Perhaps one of the most challenging career paths an individual can take is that of the safety professional. Yes, it may be true that there are professions that are more dangerous such as police officer, fire fighter, utility worker, etc. but it is the safety professional with his knowledge, experience and skills that will bring these individuals home safely every day.

Workers in just about every field of endeavor face on-the-job hazard on a daily basis. Committed safety managers try to ensure safety by applying OSHA regulations to minimize workplace hazards and exposures. In many cases it seems like these efforts are challenged by production managers whose priorities are to get "product" out the door under stringent time constraints and to hold the company's bottom line. Legitimate reasons -but at what cost?

Fatalities and serious injuries are still occurring in the workplace even with everyone's best efforts to decrease these numbers or even bring them to a screeching halt. What is the answer? Is it that companies don't care or want to spend the money for safe equipment, processes and procedures? Unfortunately, the answer is yes. We can read any safety publication and see the huge fines given to companies for non-compliance of OSHA regulations which lead to the serious injury of their employees. But fortunately, these companies are few and don't represent the vast majority of companies with visionary leaders who are at the forefront in promoting safety for their employees.

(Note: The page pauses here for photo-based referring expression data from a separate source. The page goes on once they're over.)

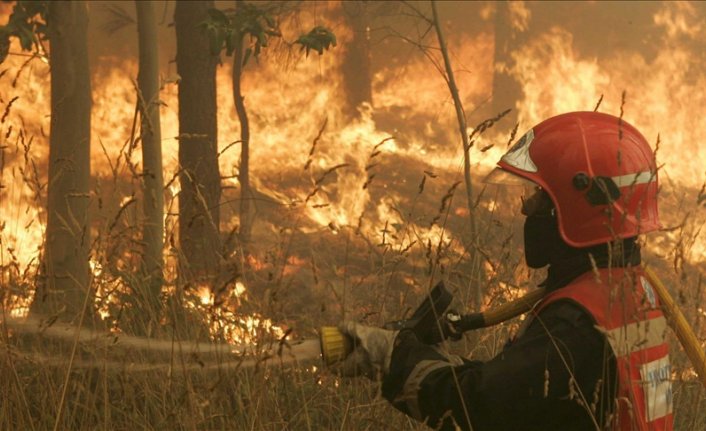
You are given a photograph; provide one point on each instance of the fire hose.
(432, 323)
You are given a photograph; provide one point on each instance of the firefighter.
(592, 353)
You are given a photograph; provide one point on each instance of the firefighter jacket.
(591, 356)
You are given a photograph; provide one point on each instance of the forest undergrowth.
(175, 369)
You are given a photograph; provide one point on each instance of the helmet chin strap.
(541, 235)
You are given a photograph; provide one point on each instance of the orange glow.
(665, 95)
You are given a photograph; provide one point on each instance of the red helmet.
(599, 171)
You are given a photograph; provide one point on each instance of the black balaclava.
(545, 246)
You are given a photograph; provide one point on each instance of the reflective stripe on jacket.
(625, 308)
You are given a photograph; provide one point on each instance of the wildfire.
(664, 97)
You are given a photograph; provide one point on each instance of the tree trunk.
(357, 81)
(66, 291)
(476, 265)
(199, 198)
(244, 170)
(151, 138)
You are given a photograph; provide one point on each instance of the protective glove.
(372, 353)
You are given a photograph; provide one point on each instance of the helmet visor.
(535, 200)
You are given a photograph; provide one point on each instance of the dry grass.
(375, 270)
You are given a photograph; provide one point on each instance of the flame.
(287, 106)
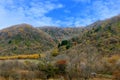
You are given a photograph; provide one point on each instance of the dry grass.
(31, 56)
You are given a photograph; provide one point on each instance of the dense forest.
(85, 53)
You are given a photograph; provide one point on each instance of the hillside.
(24, 39)
(96, 50)
(59, 34)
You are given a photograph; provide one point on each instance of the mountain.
(101, 37)
(24, 39)
(59, 34)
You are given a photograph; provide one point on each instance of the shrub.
(61, 65)
(55, 52)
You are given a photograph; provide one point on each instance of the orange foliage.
(116, 75)
(114, 59)
(61, 62)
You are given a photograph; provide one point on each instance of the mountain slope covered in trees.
(24, 39)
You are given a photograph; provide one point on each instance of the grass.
(30, 56)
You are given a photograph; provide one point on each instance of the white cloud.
(83, 1)
(12, 12)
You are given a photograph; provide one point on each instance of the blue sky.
(62, 13)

In a recent article of Safety & Health magazine (February 2005) major CEO's of companies were interviewed about their commitment to safety. The article entitled CEO'S Who 'Get It" showed overwhelmingly that their driving force was because it was the right thing to do. Safety does pay.

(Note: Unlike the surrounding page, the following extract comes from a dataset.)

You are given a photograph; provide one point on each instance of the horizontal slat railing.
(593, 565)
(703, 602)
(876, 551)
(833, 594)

Somewhere along the way, these executives were sold on safety. Whether they practiced safety principles on their way up the executive ladder or they were sold on safety by motivated safety professionals, they believe that safety is a core value in their company.

What about your company? Is upper management committed to safety or are you having a difficult task as safety manager in selling your programs? Selling is a learned skill and sometimes success comes after many failures. Book stores are filled with sales books and the techniques used to be successful in this endeavor. Perhaps these are the techniques safety professionals must utilize if not master to sell safety.